LE JEU DE L'HYPOCRISIE

Jdt 14, 11 à Jdt 15, 3 ; Mt 23, 23-32

(9 octobre 2004)

Homélie du Frère Bernard MAITTE

 

L

a première lecture est Judith et son Holopherne dont elle vient de trancher la tête, comme d'ailleurs ce texte de l'évangile, n'ont certainement rien de réjouissant. Entre un meurtre et les malédictions, que pouvons-nous préférer ? Je pense bien sûr, ni l'un, ni l'autre !

Arrêtons-nous cependant sur ces malédictions de Jésus. Il nous faut d'abord sortir d'une peur qui pourrait être la nôtre, de se dire que Dieu a un esprit vengeur et qu'il promet le malheur. Cela change bien sûr l'image d'un Christ sauveur, bon et miséricordieux. Les châtiments, dans l'évangile de Matthieu, appartiennent d'abord à un cadre littéraire. Il y a, et nous l'avons lu déjà hier, sept malédictions aux scribes et aux pharisiens. Nous le savons, le chiffre sept a une forte symbolique, et c'est pour montrer le comble auquel les pharisiens et les scribes ont mis ainsi le Seigneur, comme Jésus le dit : "Vous comblez la mesure de vos pères". Ils sont arrivés à la perfection du mal. C'est un cadre littéraire, ne serait-ce que parce que cela commence toujours par la même rengaine, au moins les quatre dernières malédictions commencent toutes par : "malheur à vous scribes et pharisiens hypocrites". Ce cadre littéraire est très bien respecté en ce sens que les deux premières que nous avons lu aujourd'hui concernent des petits détails autour de la dîme de la menthe, du fenouil, et la deuxième de laver la coupe, et ces images servent au Seigneur pour souligner combien nous avons fignolé dans le détail et nous sommes passés à côté des choses importantes. Je dis "nous", parce que nous aurions certainement trop d'orgueil si nous nous placions à l'extérieur de ces malédictions.
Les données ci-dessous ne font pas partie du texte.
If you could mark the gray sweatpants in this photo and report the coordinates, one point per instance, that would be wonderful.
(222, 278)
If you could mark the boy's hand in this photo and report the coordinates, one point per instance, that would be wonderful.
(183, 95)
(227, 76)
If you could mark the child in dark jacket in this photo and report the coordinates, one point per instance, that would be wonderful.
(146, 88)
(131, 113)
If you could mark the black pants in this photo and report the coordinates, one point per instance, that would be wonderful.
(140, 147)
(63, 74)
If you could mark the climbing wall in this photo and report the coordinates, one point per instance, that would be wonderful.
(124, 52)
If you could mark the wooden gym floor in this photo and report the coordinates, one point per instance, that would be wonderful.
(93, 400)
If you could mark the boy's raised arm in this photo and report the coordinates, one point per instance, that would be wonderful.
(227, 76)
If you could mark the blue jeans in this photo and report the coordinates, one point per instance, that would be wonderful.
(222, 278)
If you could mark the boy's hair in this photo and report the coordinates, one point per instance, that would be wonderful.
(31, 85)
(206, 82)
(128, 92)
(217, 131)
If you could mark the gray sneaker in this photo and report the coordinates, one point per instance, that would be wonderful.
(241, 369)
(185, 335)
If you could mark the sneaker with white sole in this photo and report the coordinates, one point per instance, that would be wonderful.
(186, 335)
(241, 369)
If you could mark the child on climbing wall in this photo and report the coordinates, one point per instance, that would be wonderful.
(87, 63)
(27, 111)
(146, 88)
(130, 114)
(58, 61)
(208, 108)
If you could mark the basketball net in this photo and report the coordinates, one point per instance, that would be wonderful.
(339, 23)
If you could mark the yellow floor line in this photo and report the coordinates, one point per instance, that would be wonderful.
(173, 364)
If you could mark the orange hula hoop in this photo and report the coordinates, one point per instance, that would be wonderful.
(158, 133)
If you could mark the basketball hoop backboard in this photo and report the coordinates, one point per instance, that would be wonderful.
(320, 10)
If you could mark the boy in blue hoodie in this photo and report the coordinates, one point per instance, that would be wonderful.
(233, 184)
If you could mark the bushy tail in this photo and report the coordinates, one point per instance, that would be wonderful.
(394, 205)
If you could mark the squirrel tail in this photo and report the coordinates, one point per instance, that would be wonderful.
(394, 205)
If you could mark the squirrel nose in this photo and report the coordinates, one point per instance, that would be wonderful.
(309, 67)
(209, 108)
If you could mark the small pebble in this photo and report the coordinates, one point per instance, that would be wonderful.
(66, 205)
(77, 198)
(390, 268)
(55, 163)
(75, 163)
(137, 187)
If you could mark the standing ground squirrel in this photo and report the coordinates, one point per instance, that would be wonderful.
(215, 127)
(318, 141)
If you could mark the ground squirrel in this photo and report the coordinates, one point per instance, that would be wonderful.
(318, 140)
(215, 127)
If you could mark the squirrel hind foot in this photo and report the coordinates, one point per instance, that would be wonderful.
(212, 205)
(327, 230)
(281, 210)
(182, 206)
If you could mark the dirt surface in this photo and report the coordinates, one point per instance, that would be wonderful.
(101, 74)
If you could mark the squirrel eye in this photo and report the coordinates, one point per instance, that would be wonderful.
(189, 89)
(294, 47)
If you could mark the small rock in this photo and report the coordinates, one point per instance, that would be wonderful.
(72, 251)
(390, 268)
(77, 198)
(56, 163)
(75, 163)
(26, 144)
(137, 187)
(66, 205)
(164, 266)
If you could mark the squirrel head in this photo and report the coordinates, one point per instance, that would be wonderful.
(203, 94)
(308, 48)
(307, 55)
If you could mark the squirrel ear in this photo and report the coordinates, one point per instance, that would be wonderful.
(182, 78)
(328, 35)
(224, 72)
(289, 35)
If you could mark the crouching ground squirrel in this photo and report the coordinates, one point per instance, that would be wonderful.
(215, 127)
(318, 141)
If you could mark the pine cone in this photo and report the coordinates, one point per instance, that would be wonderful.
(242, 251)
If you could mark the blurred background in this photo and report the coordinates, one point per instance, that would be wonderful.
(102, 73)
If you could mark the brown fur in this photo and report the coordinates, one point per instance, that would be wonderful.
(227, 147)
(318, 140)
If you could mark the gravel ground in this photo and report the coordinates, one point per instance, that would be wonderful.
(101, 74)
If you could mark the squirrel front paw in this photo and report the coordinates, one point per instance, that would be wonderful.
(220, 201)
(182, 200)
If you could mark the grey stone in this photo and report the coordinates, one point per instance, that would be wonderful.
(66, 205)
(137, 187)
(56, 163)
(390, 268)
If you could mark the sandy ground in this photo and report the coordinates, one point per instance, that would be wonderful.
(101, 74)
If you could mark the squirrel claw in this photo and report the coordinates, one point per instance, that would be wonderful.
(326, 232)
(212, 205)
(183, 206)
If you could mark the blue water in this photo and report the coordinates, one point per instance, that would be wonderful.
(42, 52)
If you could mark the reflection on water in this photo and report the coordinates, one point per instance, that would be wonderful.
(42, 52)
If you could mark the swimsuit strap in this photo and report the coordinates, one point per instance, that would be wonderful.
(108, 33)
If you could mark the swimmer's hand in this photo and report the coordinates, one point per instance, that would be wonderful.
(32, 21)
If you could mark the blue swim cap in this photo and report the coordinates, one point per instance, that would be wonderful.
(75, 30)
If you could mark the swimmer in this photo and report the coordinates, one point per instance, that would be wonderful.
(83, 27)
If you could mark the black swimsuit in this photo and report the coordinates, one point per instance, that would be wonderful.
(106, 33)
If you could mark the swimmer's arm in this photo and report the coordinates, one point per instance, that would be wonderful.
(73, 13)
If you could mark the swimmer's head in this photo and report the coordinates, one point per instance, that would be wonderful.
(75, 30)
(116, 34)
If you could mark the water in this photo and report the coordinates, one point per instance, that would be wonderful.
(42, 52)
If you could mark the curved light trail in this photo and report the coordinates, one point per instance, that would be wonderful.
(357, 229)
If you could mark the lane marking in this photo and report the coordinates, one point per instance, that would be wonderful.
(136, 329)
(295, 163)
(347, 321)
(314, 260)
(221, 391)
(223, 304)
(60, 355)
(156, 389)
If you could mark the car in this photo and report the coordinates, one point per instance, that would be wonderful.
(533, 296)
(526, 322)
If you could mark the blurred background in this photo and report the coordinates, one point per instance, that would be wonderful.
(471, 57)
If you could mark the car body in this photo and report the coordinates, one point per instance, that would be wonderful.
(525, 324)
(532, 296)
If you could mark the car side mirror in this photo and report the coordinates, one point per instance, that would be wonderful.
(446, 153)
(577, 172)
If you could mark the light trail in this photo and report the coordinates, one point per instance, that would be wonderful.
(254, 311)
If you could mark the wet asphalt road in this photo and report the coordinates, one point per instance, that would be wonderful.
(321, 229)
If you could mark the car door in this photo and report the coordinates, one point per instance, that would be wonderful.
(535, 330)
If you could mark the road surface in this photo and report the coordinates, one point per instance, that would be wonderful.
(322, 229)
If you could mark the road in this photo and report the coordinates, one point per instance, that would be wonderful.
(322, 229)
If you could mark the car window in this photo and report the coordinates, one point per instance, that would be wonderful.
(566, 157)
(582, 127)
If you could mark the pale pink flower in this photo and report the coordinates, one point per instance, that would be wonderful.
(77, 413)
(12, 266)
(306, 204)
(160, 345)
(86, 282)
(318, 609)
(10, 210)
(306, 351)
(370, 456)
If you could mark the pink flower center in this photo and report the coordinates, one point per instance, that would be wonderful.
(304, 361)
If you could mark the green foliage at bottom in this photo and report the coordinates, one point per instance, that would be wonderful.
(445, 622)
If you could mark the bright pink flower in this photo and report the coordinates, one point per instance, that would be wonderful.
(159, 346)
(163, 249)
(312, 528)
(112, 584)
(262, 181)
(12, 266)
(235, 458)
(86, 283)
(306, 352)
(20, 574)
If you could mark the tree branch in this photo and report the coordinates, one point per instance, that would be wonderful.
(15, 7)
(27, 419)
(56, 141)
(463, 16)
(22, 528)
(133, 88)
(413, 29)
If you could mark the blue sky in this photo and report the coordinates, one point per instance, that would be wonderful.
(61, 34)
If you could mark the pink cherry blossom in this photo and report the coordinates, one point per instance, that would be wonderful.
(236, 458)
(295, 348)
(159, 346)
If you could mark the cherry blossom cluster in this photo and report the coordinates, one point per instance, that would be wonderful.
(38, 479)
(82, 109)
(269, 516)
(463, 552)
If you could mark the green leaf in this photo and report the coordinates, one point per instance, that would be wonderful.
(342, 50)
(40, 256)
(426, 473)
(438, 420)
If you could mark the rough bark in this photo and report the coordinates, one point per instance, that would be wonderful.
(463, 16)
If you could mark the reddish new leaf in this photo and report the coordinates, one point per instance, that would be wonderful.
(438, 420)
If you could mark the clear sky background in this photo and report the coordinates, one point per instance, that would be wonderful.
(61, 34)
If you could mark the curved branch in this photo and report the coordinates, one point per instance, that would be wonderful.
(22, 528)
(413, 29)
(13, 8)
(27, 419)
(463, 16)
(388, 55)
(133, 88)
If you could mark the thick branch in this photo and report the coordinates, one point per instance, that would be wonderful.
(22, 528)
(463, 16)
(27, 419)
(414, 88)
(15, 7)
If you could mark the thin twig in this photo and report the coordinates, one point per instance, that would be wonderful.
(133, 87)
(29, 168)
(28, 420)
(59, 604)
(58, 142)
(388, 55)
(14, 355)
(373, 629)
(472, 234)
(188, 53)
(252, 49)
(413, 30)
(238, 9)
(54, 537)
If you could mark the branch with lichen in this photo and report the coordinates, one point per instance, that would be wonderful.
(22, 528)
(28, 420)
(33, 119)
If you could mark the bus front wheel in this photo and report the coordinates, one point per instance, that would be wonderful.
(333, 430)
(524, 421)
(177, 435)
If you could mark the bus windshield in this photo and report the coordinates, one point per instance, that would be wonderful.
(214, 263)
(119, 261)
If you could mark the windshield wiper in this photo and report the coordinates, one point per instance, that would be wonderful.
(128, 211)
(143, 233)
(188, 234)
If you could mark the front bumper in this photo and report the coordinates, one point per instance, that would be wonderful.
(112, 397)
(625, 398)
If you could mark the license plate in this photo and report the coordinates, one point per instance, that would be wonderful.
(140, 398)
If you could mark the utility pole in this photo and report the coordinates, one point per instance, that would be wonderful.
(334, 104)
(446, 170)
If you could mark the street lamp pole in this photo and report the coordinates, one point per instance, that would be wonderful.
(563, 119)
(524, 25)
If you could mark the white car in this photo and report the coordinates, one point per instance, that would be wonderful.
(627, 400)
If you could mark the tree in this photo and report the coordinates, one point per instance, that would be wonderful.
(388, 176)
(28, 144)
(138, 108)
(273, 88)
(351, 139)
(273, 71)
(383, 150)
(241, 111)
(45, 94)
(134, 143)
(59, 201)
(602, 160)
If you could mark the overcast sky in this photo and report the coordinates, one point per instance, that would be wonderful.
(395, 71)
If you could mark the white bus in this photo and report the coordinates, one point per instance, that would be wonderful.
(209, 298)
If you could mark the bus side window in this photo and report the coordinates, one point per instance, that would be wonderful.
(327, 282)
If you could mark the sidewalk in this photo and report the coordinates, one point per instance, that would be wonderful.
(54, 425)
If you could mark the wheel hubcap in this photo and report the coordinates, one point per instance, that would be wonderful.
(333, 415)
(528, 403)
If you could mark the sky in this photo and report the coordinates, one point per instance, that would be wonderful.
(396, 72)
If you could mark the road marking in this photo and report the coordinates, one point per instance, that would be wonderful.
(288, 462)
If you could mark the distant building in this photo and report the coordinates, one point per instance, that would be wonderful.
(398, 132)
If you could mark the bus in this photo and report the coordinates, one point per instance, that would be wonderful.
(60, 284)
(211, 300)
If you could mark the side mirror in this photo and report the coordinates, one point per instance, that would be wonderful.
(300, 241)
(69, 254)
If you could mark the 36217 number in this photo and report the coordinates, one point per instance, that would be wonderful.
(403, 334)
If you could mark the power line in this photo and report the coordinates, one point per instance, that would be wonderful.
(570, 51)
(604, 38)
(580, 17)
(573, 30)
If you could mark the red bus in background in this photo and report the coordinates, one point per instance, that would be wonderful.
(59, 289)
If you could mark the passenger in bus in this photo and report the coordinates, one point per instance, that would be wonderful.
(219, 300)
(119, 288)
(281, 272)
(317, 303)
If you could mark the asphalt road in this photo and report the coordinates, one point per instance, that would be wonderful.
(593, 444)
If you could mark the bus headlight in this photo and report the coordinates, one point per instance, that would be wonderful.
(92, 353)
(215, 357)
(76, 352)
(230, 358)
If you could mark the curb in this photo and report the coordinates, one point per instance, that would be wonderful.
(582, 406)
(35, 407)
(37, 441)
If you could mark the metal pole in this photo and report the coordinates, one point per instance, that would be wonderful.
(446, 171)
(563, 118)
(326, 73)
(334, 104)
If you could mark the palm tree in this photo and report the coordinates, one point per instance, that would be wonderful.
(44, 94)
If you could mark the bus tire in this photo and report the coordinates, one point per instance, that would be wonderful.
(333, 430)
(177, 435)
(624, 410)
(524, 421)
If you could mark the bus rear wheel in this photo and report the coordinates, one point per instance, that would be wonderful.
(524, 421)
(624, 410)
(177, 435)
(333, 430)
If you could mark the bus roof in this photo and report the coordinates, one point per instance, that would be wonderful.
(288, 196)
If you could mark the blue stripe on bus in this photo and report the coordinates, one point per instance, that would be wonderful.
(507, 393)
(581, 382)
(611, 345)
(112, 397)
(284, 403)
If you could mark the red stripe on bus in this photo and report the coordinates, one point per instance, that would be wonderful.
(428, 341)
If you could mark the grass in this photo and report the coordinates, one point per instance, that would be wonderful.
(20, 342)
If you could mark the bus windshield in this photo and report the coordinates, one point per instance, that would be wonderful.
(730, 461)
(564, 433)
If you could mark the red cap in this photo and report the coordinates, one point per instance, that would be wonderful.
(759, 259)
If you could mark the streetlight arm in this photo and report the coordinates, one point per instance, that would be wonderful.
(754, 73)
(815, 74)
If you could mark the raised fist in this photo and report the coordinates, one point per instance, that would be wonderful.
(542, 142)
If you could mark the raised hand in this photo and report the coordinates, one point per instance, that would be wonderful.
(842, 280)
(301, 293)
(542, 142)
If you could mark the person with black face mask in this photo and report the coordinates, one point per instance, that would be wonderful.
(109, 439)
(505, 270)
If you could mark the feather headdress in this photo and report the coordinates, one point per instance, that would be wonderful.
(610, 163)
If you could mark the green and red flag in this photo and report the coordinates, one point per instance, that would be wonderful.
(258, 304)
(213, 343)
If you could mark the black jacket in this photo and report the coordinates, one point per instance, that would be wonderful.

Nous avons laissé ainsi la justice, la miséricorde et la bonne foi de côté, alors que nous nous sommes occupés de la dîme de la menthe, du fenouil et du cumin. Il nous faut lire cela dans notre vie de tous les jours : mettre les petites occupations qui sont les nôtres et qui encombrent l'espace de notre vie et celle des autres, qui s'appellent cumin, fenouil et menthe, alors que nous pouvons délaisser la justice, la miséricorde et la bonne foi en ne faisant pas attention à l'autre, en ne sachant pas être attentif à ce dont il a réellement besoin. Et nous pourrions continuer pour nous-même, nous passons notre temps à nettoyer l'intérieur et l'extérieur de la coupe, ou comme le dit la troisième malédiction aujourd'hui, à nous donner belle apparence, et nous ne mettons pas autant de soin peut-être à vivre les sacrements de la miséricorde, à vivre dans la paix et la sagesse que Dieu nous accorde, à réclamer cette grâce. Comment pourrions-nous être attentifs et préférer l'extérieur, quand le Seigneur nous appelle à vivre dans l'intimité avec lui ?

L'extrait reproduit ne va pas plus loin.